In truth, however, unless there is something extraordinarily unique about your soap, I sincerely doubt that you could get a patent covering it. Even if there is something new concerning the recipe that you developed, chances are that the recipe of ingredients that you use would be considered obvious. Before applying for a patent, you would need to engage counsel to conduct a clearance analysis, and chances are that your counsel would conclude that getting a patent is a hopeless endeavor.
Furthermore, patents are usually not relied upon by companies in the soap/cosmetics industries for IP production. Most companies rely primarily on trademark law to protect their soap/cosmetic products. Your branding strategy involving use of trademarks (words and logos) will be more critical to your success than any patent you could conceivably obtain.
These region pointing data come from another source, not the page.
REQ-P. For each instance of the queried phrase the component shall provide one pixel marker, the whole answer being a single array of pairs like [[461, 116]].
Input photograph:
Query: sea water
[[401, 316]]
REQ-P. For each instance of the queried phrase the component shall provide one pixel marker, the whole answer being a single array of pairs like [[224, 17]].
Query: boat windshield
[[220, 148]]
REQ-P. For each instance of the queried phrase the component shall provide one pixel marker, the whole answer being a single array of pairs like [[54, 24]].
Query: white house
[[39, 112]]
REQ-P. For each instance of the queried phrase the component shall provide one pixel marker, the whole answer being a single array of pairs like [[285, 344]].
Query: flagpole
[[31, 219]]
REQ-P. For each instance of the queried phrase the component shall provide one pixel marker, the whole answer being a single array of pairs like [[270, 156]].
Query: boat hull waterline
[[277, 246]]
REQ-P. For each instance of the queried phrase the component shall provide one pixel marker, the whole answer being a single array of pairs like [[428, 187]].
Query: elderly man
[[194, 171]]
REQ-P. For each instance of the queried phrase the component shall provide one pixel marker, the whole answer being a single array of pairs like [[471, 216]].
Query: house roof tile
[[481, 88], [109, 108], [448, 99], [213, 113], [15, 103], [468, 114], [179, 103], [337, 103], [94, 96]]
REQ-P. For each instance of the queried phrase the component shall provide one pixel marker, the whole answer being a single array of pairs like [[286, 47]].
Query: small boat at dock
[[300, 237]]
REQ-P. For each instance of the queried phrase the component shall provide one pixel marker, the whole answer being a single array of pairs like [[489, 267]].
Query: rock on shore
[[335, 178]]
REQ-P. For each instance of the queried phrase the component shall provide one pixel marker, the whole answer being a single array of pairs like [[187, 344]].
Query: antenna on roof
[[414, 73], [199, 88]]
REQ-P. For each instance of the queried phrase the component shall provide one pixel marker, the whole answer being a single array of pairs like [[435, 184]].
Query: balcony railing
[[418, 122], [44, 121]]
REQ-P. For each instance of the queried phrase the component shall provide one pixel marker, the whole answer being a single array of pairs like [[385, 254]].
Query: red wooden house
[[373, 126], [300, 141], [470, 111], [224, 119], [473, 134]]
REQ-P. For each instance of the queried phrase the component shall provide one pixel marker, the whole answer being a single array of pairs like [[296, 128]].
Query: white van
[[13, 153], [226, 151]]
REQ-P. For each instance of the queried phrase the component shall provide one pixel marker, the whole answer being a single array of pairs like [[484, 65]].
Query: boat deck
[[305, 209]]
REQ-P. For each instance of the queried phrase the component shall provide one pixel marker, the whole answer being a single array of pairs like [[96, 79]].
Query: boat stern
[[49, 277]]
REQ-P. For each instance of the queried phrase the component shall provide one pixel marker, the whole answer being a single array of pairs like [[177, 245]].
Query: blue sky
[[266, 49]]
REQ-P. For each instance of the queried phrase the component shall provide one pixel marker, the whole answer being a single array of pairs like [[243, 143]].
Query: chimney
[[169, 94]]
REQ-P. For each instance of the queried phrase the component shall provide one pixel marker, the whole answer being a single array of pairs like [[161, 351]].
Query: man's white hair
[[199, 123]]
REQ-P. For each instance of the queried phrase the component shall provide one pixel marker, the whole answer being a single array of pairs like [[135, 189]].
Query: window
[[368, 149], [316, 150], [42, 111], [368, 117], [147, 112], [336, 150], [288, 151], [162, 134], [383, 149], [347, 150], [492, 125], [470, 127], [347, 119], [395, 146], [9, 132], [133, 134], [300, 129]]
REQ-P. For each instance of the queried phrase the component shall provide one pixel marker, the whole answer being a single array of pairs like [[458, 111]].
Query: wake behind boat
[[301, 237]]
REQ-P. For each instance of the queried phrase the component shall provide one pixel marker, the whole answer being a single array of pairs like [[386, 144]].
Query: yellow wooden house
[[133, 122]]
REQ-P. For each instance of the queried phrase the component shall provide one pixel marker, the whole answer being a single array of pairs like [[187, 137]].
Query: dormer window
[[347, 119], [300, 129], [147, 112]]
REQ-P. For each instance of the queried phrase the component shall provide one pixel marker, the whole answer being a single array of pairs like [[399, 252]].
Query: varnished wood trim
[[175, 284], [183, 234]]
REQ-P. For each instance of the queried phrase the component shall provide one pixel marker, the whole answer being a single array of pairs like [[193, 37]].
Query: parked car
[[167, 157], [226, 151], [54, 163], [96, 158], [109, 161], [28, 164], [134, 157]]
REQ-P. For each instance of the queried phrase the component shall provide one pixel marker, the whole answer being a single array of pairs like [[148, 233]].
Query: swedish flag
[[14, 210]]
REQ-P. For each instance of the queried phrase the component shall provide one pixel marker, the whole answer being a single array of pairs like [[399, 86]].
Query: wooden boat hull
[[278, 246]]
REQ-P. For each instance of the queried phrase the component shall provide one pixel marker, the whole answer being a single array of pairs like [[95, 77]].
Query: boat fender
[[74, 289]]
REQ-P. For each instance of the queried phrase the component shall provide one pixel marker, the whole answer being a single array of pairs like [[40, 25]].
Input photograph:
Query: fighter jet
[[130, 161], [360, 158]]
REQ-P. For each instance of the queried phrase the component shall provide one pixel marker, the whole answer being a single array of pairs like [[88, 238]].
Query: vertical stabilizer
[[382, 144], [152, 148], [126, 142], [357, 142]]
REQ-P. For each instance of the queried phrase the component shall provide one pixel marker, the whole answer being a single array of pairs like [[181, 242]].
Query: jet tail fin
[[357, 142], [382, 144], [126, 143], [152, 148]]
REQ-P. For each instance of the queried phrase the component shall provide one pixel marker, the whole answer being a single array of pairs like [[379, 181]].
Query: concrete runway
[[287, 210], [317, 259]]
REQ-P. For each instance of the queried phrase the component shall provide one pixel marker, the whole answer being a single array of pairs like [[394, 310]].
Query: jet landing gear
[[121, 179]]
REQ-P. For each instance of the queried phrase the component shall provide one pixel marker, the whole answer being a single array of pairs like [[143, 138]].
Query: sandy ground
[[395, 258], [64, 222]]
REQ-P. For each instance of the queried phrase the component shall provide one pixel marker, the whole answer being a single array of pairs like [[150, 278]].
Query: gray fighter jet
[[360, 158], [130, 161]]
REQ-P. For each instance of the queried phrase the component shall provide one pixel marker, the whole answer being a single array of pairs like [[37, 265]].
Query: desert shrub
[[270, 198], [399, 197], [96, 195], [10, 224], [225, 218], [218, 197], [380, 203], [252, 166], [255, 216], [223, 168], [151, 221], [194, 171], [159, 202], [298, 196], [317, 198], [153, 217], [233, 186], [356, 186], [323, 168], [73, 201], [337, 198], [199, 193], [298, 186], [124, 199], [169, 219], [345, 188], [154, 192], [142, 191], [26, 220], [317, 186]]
Indeed, I often tell clients that it costs $3.5 million or more to bring a patent case against infringers. Unless you have the resources to pursue such litigation, getting a patent is probably a wasteful exercise for you. You next step should be to retain IP counsel to advise you concerning how to develop an appropriate branding strategy.
Patent Application Attorney
The US allows a one year grace period after a public disclosure to file a patent application. Public disclosures include printed publications such as information on your website as well as a sale or an offer to sell your product. Either the filing of a US provisional or a regular US utility patent application with in one year after a public disclosure gives you allows your patent application to proceed. Most foreign countries do not allow any public disclosures before filing a patent application. Contact a patent attorney on this site to help you evaluate your options.
Intellectual Property Law Attorney
Tell that foreigner to quit talking and quit listening. Here in the USA we have a one year grace period. Instead see a registered patent attorney. That's to whom it makes sense to listen.
I am not your lawyer and you are not my client. Free advice here is without recourse and any reliance thereupon is at your sole risk. This is done without compensation as a free public service. I am licensed in IL, MO, TX and I am a Reg. Pat. Atty. so advice in any other jurisdiction is strictly general advice and should be confirmed with an attorney licensed in that jurisdiction.
Patent Infringement Attorney
If your disclosure was less than a year ago, you may still file for a US patent. You most probably lost foreign patent rights.
Disclaimer: This answer does not constitute legal advice and does not create an attorney-client relationship.
Patent Infringement Attorney
Short Answer: If you are within a year of your first disclosure date, then file ASAP.
You gave a 1 year grace period in the U.S., However, if someone else independently arrives at your invention and files before you do, then under the new AIA, they win. So you should file as soon as possible. However, you international rights are mostly gone. Good luck.